In figures 4, 5 and 6 presents the image of the dispenser 1 when viewed from the side in section, and for greater clarity of the image, some details, such as nozzle, are not shown. Dispenser 1 is shown at rest, in the activation position, and in the activation position for enhanced product delivery.

The figure 4 presents the dispenser at rest. In this position, part of the lever 10 with the impact section 13 is adjacent to the outer wall of the tank 3, so that the lever 10 does not swing around the axis 11, and, accordingly, the transmission of force through the lever 10 to the valve 2 is impossible. In this position, the effective stroke of the lever to act on the valve 2 is absent. For this, the actuator 20 by means of control 23 is turned around the axis 24 so that the stop portion 22 is on the platform 21 in such a position that no pressure points are provided to the pressure portion 14 of the lever 10.

The figure 5 presents the dispenser 1 in the activation position. To do this, the actuator 20 by means of control 23 is turned around the axis 24 so that under the lever 10 on the stop portion 22 on the platform 21 there is an impact point 25. Thanks to the platform 21, the lever 10 when shifting the actuator 20 was shifted along the stop portion 22 in the direction of the side product output valve 2. The consequence of this is the deviation of the lever 10 around the axis 11, thereby increasing the angle between the part of the lever 10 with the impact section 13 and the outer wall of the tank 3. Now the user can apply force to the impact section 13 in the direction of the tank 3 and swing the lever 10 around the axis 11. Due to this, the force exerted by the user is transmitted through the pressure section 14 of the lever 10 to the impact point 25 and, therefore, to the valve 2, which causes the valve 2 to move in the direction capacity 3. In the activation position of the dispenser 1 there is a sufficiently effective lever stroke to act on the valve 2 in order to dispense the product.

The figure 6 presents the dispenser 1 in the activation position for enhanced delivery of the product.

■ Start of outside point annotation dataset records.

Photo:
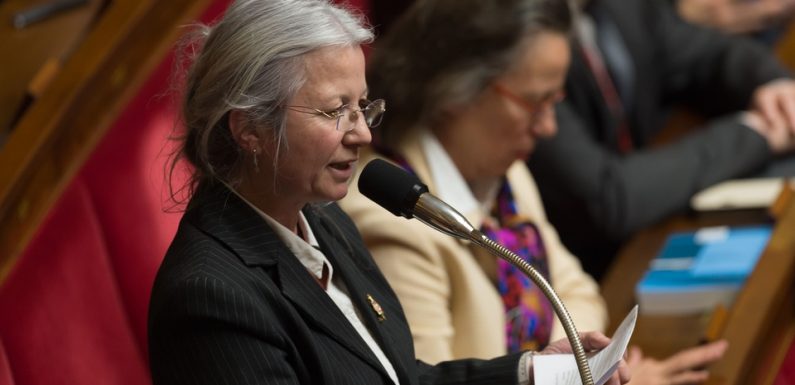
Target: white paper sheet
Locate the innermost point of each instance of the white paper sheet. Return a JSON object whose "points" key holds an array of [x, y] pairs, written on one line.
{"points": [[561, 369]]}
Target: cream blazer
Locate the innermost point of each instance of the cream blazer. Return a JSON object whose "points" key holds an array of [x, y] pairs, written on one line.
{"points": [[446, 286]]}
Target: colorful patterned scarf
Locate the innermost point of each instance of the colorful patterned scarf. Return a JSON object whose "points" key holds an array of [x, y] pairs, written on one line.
{"points": [[528, 313]]}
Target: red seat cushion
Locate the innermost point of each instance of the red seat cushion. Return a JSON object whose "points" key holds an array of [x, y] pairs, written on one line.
{"points": [[62, 319]]}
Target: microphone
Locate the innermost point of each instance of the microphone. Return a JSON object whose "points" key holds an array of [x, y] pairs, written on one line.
{"points": [[405, 195]]}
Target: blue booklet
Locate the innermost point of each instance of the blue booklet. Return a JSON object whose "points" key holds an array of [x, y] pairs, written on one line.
{"points": [[696, 271]]}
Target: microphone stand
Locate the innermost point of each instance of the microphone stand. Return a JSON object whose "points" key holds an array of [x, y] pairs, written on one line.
{"points": [[438, 215]]}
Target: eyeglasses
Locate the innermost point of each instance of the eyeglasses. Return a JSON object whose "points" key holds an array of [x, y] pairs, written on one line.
{"points": [[530, 106], [373, 112]]}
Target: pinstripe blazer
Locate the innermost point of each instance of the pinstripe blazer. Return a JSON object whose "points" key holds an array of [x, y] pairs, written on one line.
{"points": [[232, 305]]}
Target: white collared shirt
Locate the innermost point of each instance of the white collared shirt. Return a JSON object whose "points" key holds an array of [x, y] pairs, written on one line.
{"points": [[309, 254], [451, 187]]}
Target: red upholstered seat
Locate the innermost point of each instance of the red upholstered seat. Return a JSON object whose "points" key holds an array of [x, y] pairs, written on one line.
{"points": [[73, 309]]}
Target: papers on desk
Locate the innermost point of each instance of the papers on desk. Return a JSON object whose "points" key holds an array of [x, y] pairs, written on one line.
{"points": [[561, 369], [754, 193], [697, 271]]}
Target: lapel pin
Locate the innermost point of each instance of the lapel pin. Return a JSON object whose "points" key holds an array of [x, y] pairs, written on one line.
{"points": [[376, 308]]}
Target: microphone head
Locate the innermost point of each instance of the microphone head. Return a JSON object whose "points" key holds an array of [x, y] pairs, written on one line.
{"points": [[391, 187]]}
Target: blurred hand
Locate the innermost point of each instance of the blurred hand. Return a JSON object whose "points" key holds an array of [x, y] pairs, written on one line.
{"points": [[591, 341], [780, 139], [735, 16], [775, 101], [685, 367]]}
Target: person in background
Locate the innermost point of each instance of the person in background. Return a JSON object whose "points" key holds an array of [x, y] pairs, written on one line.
{"points": [[472, 85], [267, 281], [600, 177], [764, 18]]}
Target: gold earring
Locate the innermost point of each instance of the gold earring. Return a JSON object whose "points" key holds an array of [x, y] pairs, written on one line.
{"points": [[256, 164]]}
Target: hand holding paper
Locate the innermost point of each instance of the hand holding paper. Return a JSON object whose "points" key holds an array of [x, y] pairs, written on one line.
{"points": [[561, 369]]}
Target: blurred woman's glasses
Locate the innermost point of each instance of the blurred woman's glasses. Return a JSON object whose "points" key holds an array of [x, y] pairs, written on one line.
{"points": [[533, 107], [373, 112]]}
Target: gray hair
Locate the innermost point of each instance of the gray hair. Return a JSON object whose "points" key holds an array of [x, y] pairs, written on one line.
{"points": [[444, 53], [253, 60]]}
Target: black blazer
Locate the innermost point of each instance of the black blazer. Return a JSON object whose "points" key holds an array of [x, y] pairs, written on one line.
{"points": [[232, 305], [595, 196]]}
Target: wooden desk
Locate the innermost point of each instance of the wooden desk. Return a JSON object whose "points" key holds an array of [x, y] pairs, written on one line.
{"points": [[759, 326]]}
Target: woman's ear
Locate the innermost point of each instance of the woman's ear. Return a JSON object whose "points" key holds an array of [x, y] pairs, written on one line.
{"points": [[243, 131]]}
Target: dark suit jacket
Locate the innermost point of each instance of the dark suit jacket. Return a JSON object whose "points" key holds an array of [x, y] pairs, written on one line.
{"points": [[594, 195], [232, 305]]}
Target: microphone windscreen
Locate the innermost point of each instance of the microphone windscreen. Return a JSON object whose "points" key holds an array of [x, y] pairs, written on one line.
{"points": [[391, 187]]}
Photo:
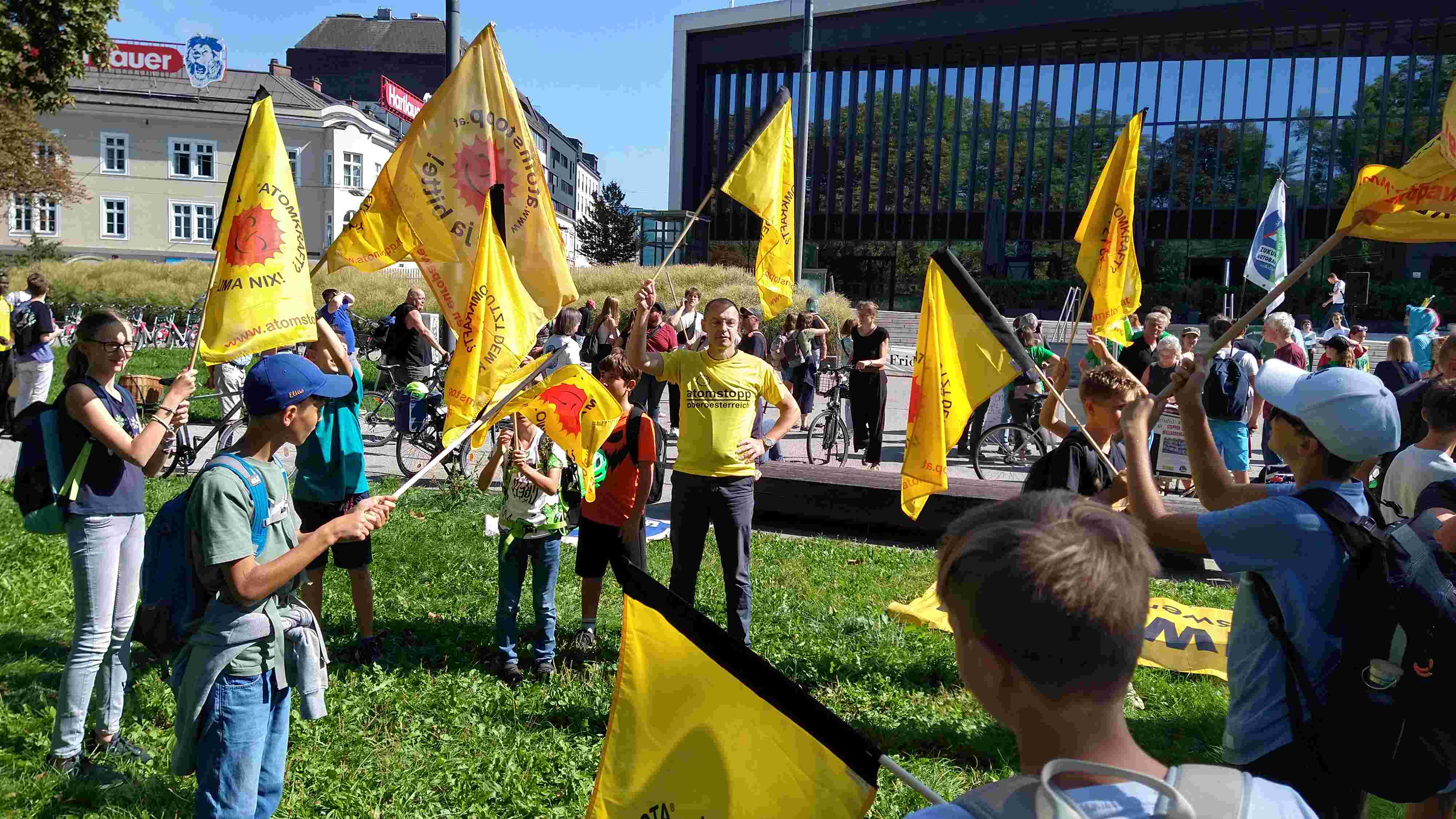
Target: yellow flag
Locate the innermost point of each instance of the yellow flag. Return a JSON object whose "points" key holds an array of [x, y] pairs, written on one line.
{"points": [[965, 353], [577, 413], [762, 178], [432, 199], [703, 726], [260, 296], [497, 325], [1107, 258]]}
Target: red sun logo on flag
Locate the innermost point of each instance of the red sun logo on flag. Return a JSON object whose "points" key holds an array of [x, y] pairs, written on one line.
{"points": [[478, 167], [569, 400], [254, 238]]}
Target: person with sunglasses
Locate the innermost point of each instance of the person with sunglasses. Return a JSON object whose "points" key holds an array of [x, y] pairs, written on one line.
{"points": [[106, 525]]}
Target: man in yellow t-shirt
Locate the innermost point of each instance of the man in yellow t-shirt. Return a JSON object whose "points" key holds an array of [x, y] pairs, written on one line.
{"points": [[714, 474]]}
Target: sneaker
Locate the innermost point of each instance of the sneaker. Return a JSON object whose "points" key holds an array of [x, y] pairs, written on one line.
{"points": [[1132, 700], [82, 768], [122, 747], [586, 640], [512, 674], [369, 650]]}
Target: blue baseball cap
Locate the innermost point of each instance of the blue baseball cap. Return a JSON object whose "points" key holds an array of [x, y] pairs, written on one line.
{"points": [[1352, 413], [285, 379]]}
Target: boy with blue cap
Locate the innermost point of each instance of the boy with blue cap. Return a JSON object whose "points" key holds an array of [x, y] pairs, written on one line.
{"points": [[1324, 426], [234, 678]]}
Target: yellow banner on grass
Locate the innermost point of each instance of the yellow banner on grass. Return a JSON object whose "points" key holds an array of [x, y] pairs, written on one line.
{"points": [[963, 356], [577, 413], [430, 202], [762, 180], [260, 296], [1176, 637], [703, 726], [1107, 258], [499, 324]]}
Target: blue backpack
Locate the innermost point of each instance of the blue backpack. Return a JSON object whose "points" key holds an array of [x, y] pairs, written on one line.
{"points": [[173, 594], [40, 477]]}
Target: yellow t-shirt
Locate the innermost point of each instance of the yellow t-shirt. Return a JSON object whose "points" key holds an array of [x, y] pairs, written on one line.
{"points": [[720, 400]]}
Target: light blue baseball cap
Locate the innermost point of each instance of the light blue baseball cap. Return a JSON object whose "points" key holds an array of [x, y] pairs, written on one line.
{"points": [[1352, 413]]}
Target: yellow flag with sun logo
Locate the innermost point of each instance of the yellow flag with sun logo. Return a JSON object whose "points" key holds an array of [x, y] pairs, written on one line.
{"points": [[577, 413], [965, 353], [260, 296], [430, 202]]}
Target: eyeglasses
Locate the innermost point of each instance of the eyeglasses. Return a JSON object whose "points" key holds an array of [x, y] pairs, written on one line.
{"points": [[116, 346]]}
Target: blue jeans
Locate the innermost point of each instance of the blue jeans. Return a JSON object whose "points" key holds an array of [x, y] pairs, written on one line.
{"points": [[545, 557], [242, 748]]}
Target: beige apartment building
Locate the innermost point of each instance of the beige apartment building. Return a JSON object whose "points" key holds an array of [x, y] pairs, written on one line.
{"points": [[155, 154]]}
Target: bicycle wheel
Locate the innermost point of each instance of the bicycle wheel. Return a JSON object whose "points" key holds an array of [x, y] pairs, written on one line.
{"points": [[829, 439], [1005, 451], [376, 418]]}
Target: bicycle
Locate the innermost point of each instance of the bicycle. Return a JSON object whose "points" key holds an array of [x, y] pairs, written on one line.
{"points": [[1011, 447], [829, 434]]}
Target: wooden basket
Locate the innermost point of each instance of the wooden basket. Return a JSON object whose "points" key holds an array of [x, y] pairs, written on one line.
{"points": [[145, 389]]}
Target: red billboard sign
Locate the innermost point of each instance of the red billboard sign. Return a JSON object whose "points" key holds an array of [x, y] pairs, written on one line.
{"points": [[398, 101]]}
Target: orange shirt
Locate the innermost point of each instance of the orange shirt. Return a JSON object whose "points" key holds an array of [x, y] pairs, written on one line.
{"points": [[618, 492]]}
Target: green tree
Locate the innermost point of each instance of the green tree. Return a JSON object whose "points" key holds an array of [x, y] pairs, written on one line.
{"points": [[44, 44], [609, 229]]}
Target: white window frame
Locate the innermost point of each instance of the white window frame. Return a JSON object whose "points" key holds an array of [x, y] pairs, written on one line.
{"points": [[126, 215], [34, 206], [193, 158], [353, 170], [196, 238], [126, 154]]}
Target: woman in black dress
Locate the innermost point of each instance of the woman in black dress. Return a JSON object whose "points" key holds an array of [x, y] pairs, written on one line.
{"points": [[869, 385]]}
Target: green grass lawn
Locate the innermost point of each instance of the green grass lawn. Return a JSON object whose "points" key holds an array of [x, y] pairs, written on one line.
{"points": [[427, 733]]}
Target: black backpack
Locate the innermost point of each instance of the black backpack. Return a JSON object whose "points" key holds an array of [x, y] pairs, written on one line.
{"points": [[1227, 392], [1387, 725], [634, 435]]}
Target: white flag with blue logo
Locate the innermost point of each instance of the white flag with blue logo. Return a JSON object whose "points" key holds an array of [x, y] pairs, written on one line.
{"points": [[1269, 261]]}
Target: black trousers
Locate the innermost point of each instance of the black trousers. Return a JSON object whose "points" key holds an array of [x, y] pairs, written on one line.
{"points": [[727, 503], [867, 412]]}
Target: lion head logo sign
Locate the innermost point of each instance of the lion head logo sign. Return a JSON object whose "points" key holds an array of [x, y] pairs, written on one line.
{"points": [[480, 165], [254, 238], [205, 60]]}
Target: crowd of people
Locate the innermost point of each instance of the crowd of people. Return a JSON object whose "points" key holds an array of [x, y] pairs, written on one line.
{"points": [[1059, 553]]}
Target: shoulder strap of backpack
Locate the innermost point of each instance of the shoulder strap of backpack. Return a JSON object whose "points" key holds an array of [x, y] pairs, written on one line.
{"points": [[257, 490], [1214, 790]]}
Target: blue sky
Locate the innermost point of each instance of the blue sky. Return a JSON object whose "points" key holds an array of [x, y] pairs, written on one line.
{"points": [[601, 71]]}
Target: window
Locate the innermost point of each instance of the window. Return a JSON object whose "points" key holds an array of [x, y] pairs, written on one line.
{"points": [[193, 222], [353, 170], [34, 215], [193, 159], [116, 151], [114, 218]]}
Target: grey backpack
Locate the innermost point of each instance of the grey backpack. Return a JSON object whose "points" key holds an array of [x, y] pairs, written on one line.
{"points": [[1190, 792]]}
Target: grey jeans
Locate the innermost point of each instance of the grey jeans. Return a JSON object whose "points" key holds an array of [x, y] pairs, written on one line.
{"points": [[107, 578]]}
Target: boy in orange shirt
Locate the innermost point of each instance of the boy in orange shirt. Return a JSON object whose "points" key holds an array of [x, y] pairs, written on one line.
{"points": [[612, 524]]}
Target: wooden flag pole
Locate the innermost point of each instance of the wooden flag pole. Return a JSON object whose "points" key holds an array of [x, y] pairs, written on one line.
{"points": [[911, 780], [684, 235], [1269, 299]]}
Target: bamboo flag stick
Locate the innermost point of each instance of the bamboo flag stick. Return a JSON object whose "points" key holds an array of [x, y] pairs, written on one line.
{"points": [[911, 780], [684, 235], [480, 420], [1269, 299]]}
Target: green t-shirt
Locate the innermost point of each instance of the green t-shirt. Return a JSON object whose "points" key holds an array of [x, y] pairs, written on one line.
{"points": [[221, 515], [331, 461]]}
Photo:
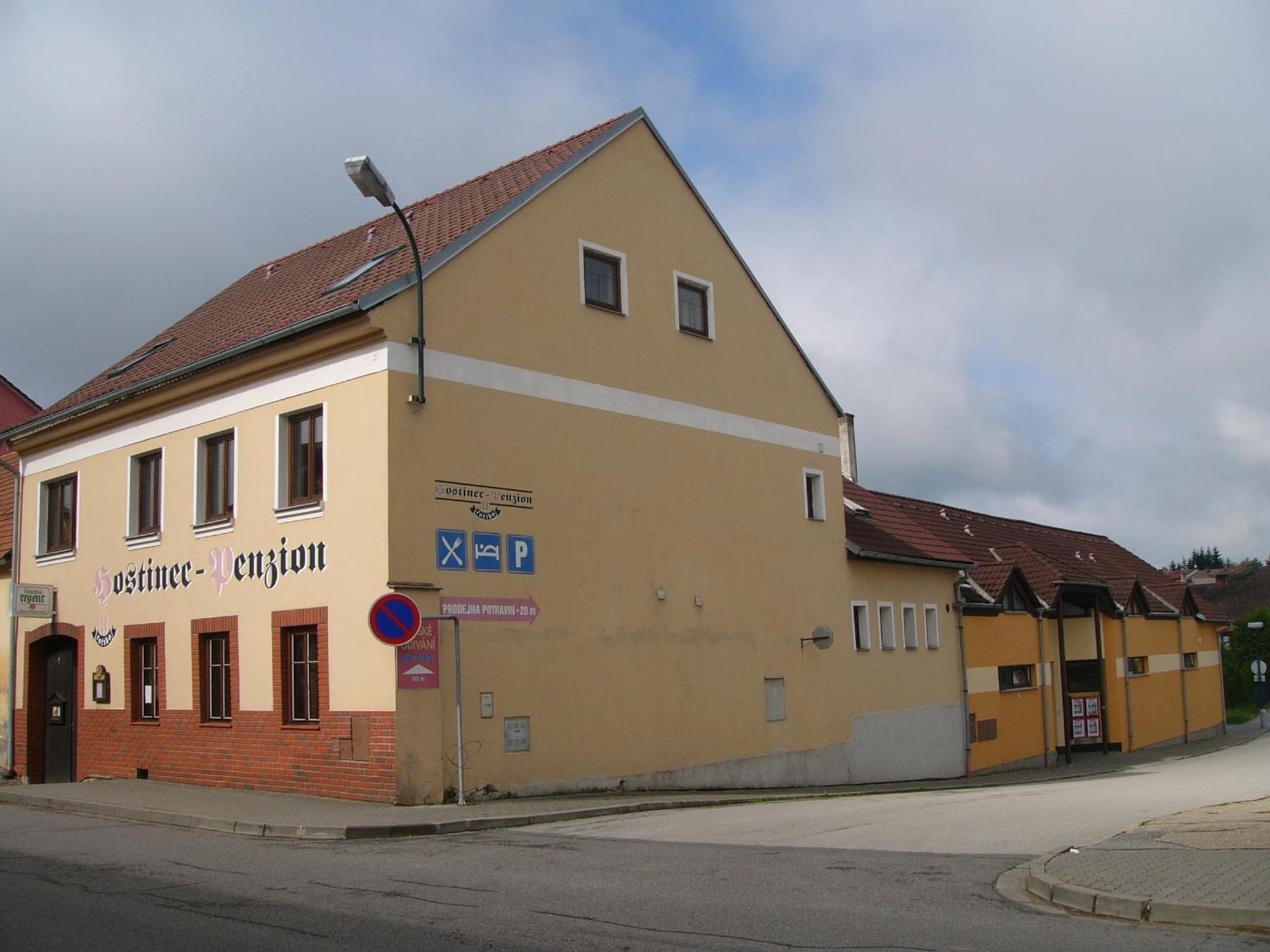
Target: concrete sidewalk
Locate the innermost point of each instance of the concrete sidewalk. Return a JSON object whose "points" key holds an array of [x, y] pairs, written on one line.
{"points": [[1201, 868], [253, 813]]}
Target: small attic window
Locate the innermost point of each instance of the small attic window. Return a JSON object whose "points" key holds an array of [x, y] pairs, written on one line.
{"points": [[355, 275], [153, 350]]}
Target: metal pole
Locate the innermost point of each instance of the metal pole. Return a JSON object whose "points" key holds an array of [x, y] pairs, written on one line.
{"points": [[966, 686], [1103, 676], [459, 696], [11, 742], [1128, 695], [1182, 677], [1062, 671], [418, 280], [1041, 677]]}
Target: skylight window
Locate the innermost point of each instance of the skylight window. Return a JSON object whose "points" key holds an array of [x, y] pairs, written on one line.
{"points": [[154, 348], [354, 276]]}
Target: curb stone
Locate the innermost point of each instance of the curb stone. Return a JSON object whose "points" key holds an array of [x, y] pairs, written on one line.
{"points": [[1136, 908]]}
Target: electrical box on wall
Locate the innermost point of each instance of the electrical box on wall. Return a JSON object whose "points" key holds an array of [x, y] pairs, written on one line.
{"points": [[516, 734]]}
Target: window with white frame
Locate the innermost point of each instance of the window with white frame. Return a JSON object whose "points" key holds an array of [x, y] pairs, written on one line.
{"points": [[813, 494], [215, 477], [909, 618], [887, 626], [145, 496], [933, 626], [860, 625], [694, 305], [59, 517], [603, 276], [302, 463]]}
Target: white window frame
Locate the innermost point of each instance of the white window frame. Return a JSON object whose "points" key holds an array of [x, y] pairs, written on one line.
{"points": [[929, 612], [584, 247], [863, 644], [204, 529], [43, 555], [882, 629], [909, 610], [708, 286], [819, 513], [133, 539], [283, 512]]}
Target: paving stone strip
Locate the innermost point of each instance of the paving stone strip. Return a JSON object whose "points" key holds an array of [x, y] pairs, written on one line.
{"points": [[1202, 868]]}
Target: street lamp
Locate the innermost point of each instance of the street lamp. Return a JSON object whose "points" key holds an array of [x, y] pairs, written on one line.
{"points": [[373, 185]]}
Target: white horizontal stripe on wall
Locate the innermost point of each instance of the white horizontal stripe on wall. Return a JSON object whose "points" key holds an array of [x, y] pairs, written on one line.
{"points": [[440, 365]]}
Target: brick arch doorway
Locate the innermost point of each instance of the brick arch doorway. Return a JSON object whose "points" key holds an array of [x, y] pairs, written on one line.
{"points": [[54, 659]]}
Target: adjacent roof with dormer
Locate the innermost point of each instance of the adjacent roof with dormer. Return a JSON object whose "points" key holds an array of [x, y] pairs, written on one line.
{"points": [[995, 548]]}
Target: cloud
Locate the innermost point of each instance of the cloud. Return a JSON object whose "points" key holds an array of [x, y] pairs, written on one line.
{"points": [[1029, 247]]}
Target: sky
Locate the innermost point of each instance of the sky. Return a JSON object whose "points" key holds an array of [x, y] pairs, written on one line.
{"points": [[1027, 246]]}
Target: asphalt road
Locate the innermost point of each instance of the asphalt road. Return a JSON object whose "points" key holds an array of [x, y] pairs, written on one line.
{"points": [[70, 882], [1028, 819]]}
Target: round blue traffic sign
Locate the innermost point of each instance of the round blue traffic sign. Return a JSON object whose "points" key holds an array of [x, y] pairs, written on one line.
{"points": [[394, 619]]}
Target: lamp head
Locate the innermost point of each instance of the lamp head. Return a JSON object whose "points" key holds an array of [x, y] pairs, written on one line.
{"points": [[369, 181]]}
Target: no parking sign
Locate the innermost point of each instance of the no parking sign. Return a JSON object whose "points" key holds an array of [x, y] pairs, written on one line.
{"points": [[394, 619]]}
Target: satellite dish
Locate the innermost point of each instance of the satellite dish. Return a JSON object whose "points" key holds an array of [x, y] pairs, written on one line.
{"points": [[822, 637]]}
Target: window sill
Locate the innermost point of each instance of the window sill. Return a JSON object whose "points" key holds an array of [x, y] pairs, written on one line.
{"points": [[304, 511], [606, 309], [219, 527], [147, 540], [67, 555]]}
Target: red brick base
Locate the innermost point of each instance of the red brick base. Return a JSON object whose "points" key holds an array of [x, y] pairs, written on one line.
{"points": [[256, 751]]}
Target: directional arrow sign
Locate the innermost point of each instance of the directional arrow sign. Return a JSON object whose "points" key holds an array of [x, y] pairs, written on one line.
{"points": [[477, 609]]}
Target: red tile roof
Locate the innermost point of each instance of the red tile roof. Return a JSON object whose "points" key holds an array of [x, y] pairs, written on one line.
{"points": [[886, 530], [1047, 555], [290, 290]]}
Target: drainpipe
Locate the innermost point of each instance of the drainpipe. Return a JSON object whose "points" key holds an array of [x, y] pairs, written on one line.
{"points": [[1128, 695], [1045, 668], [7, 770], [1182, 676], [966, 685]]}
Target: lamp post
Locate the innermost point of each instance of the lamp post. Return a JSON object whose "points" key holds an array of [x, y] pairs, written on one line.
{"points": [[373, 185]]}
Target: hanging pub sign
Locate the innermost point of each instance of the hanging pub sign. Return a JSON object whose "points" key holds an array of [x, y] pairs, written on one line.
{"points": [[34, 601]]}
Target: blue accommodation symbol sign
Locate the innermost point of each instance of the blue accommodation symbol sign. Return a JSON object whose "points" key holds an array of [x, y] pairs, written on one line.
{"points": [[487, 552], [451, 550]]}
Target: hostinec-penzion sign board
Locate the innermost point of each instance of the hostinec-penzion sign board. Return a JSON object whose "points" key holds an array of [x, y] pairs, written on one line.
{"points": [[223, 565]]}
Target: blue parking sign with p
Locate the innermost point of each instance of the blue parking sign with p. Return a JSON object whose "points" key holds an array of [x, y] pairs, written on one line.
{"points": [[520, 555], [453, 550]]}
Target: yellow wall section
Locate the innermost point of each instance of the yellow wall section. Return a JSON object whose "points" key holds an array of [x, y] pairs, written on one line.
{"points": [[352, 529]]}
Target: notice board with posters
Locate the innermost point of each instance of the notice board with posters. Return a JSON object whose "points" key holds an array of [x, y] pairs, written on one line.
{"points": [[1086, 719]]}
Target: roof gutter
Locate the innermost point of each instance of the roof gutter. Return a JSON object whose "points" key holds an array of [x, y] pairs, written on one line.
{"points": [[187, 370]]}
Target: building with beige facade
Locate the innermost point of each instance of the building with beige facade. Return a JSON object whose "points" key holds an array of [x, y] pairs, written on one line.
{"points": [[615, 466]]}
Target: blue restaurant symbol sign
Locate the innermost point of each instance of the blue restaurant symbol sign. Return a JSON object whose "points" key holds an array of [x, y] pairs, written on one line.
{"points": [[453, 550]]}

For this, the actuator 20 by means of the control 23 is turned around the axis 24 even further compared with the position of the actuator 20 of the dispenser 1 in figure 5. Moreover, the lever 10 when turning the actuator 20 was even more offset along the stop section 22 in the direction of the output side valve 2. This new movement of the deviation of the lever 10 around the axis 11 causes an additional increase in the angle between the part of the lever 10 with the impact section 13 and the outer wall of the tank 3. The user can also apply force to the impact section 13 in the direction of the tank 3 and swing the lever 10 around the axis 11. Due to this, the force exerted by the user is transmitted through the pressure section 14 of the lever 10 to the impact point 25 and, therefore, to the valve 2, which causes the valve 2 to move in the direction capacity 3. In the activation position of dispenser 1, the effective stroke of the lever to act on valve 2 in order to dispense the product is not just sufficient. Moreover, the valve 2 can be pressed so hard in the direction of the tank so that it is possible to dispense a product with an increased volume flow.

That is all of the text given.